Proponents of alternatives to the service industry have emphasized that civil liberties can only be perverted by bureaucratic and professional government for the people. For example, from 1955 on, a group of Peruvian activists, builders, and lawmakers joined non-conformist architects and sociologists from Europe and the US to collectively give shape and credibility to an alternative understanding of poor neighborhoods (Turner 1968). They suggested that there were two ways of looking at a neighborhood. One is to evaluate the neighborhood in terms of its material characteristics as a bundle of "goods and services" that satisfy people's "housing needs." This will, almost inevitably, identify what people lack and petrify corrective measures into scientifically established and bureaucratically managed standards. It is associated with centralism, authoritarianism, professionally diagnosed needs and institutional services. But a neighborhood can also be understood as a set of productive relationships among its inhabitants. Such a commonsense view of people is sensitive to what people can do—their abilities rather than their deficits-- and will generate flexible rules that protect free people acting to fulfill their self-defined ends. The British architect John Turner became the most articulate voice of "housing" as the paradigmatic example of an activity that is not a need, and proved the feasibility of subordinating heteronomous tools to autonomous initiatives (Turner 1978).

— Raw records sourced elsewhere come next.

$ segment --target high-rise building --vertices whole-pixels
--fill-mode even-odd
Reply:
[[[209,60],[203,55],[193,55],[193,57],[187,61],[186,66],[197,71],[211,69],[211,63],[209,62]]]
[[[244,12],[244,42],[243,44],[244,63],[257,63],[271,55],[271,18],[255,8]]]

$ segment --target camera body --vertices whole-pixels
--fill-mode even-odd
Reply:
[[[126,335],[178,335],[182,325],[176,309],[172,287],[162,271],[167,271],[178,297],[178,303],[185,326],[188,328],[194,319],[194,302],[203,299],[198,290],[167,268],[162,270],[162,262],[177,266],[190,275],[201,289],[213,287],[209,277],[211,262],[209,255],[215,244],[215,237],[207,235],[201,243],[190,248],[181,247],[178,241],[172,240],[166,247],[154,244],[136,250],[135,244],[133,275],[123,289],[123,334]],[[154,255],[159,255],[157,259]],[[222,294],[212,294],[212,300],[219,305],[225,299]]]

Yet, during the late 1980s, AT became the Trojan horse of ever-new NGOs. Unfortunately, ends started to be confused with needs, and the promoters of NGOs became, all too often, shills for AT as a cheap alternative to high cost services. Governments started to support NGOs when they began to behave as ersatz professionals. NGO sponsored projects diffused AT to the third world as under-developed versions of the educational, medical, transportation or sanitary packages. Advocates of distributive justice fought for the poor man’s right to an equal share of industrial outputs. Though it had inspired the pioneers of the AT movement, equity, conceived as the civil liberty to decide what to do and how, was progressively neglected. Alternative technologies were not only conceived as alternative ways to satisfy needs, but, increasingly, as first steps toward the "real thing": Communal alphabetization as the baby steps to schooling, bare-foot doctors as unshod versions of the white coats, bicycles as cheap imitations of cars, dry commodes as training tools for flush toilets, and muscles as a painful alternative to fuels.

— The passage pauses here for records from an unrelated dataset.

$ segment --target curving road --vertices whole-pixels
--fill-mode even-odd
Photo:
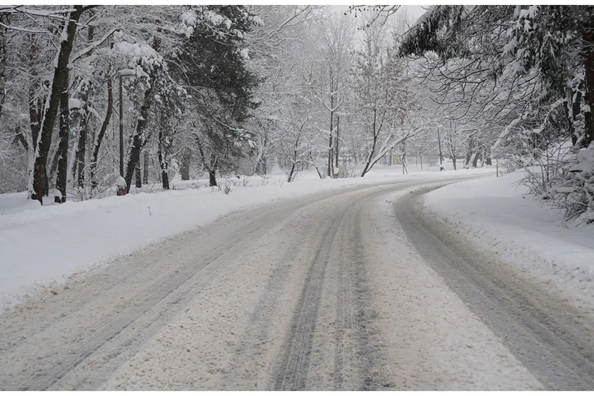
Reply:
[[[34,296],[0,390],[594,389],[587,316],[423,213],[443,184],[263,205]]]

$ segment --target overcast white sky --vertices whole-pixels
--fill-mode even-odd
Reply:
[[[320,4],[323,4],[323,3],[320,3]],[[417,5],[402,6],[403,8],[406,8],[406,11],[410,15],[411,17],[410,19],[412,23],[415,23],[415,22],[416,21],[416,20],[419,18],[419,17],[422,15],[425,12],[425,10],[423,9],[423,7],[426,8],[428,7],[429,7],[428,5]],[[333,4],[332,7],[334,8],[337,12],[344,12],[345,11],[349,11],[348,5],[339,5],[338,4]],[[400,12],[400,11],[399,11],[399,12]]]

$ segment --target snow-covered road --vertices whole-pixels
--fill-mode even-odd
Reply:
[[[437,185],[261,205],[30,299],[0,389],[594,388],[592,318],[415,214]]]

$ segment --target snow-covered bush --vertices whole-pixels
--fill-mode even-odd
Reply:
[[[549,189],[551,202],[567,218],[594,222],[594,142],[571,156],[564,170]]]

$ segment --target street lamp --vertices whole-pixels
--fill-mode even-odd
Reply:
[[[122,80],[124,77],[134,77],[136,72],[132,69],[123,69],[118,72],[119,75],[119,178],[118,182],[118,195],[125,195],[126,183],[124,179],[124,185],[122,180],[124,179],[124,94],[122,93]]]

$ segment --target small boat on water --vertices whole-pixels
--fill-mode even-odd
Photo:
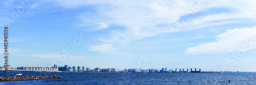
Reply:
[[[16,74],[16,75],[22,75],[22,73]]]

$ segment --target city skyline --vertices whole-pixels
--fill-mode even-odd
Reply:
[[[0,26],[8,27],[8,64],[16,67],[253,72],[253,2],[0,1]]]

Hugh of Saint Victor, a contemporary of Theophilus, defined tools as appropriate remedies for man's natural imperfections. In this sense, appropriateness, (Lat. Convenentia) refers to the proportional relationship between the radius of action circumscribed by man's innate powers and the power deposited in his hands or under his buttocks by tools. Appropriate technology is the search for the fitting and proper relationship between means and ends. Accordingly, it has become all the more urgent to distinguish the alternative from the appropriate: Usually, the alternative is not appropriate.